Background information
- Born: Lawrence Edward Mullins 13 December 1966 (age 59) Knoxville, Tennessee, USA
- Genres: Alternative rock;
- Occupations: Musician; record producer; composer; arranger;
- Instruments: Drums; percussion; keyboards; vocals;
- Years active: 1984–present
- Website: tobydammit.com

= Larry Mullins (musician) =

Lawrence Edward Mullins, also known as Toby Dammit, (born 13 December 1966 in Knoxville, Tennessee) is an American musician, record producer, and composer.
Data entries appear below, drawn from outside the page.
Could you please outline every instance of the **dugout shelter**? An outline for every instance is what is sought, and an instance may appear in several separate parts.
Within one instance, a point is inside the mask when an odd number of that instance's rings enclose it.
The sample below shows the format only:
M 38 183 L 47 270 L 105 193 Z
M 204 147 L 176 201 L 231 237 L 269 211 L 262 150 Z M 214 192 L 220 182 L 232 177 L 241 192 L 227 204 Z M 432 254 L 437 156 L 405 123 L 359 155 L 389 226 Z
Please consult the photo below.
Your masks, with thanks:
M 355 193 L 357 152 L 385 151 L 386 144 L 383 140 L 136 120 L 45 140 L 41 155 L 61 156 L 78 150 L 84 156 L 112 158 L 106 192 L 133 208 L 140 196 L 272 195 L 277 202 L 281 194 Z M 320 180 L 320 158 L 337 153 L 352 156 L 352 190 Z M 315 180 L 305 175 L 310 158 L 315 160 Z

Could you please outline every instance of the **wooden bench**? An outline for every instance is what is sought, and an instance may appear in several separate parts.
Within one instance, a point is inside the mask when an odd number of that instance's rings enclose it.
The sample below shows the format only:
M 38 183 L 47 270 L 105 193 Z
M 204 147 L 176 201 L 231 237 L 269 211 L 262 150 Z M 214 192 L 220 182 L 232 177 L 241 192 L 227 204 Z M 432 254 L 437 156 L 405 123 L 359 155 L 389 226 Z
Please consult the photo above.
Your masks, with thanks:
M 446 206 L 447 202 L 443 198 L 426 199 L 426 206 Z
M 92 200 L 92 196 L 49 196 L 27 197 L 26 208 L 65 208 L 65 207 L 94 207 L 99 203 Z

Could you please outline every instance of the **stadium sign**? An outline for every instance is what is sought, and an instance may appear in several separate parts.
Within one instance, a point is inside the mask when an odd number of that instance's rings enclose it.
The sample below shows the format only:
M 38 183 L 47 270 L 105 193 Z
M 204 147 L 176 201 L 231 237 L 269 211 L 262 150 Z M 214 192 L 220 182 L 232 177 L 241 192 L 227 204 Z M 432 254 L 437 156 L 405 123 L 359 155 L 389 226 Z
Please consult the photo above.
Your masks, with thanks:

A multi-instrumentalist (primarily drums, percussion, and keyboards), Mullins is best known as a member of the bands Nick Cave and the Bad Seeds and Swans, as well as a former member of The Stooges and other incarnations of Iggy Pop's bands. He has also worked extensively in music for films and television, and had a performance role in the German cable series Babylon Berlin.

==Music career==
Mullins played drums in Iggy Pop's band from 1990 to 1999, recording three albums and additional works created specifically for films. In 2011, he joined Iggy and The Stooges in England, and remained their live drummer until their final performance in 2013.

Mullins joined Swans in 1995 and continued working with Swans frontman Michael Gira in Angels of Light into 2003. He rejoined Swans in 2019 for the recording of their album Leaving Meaning, and remains a member as of 2026.

Mullins's percussion work appeared throughout the score for Johnny Depp's 1997 film The Brave, where he is credited as "Lawrence Mullins." His original composition for the theme of director Tom Tykwer's German cable series Babylon Berlin, in which he had a screen role as big band drummer Willy Schuricke, was published as sheet music in 2020. In 2021, Mullins performed on drums for Anna Calvi's score for the 2022 Peaky Blinders cable series.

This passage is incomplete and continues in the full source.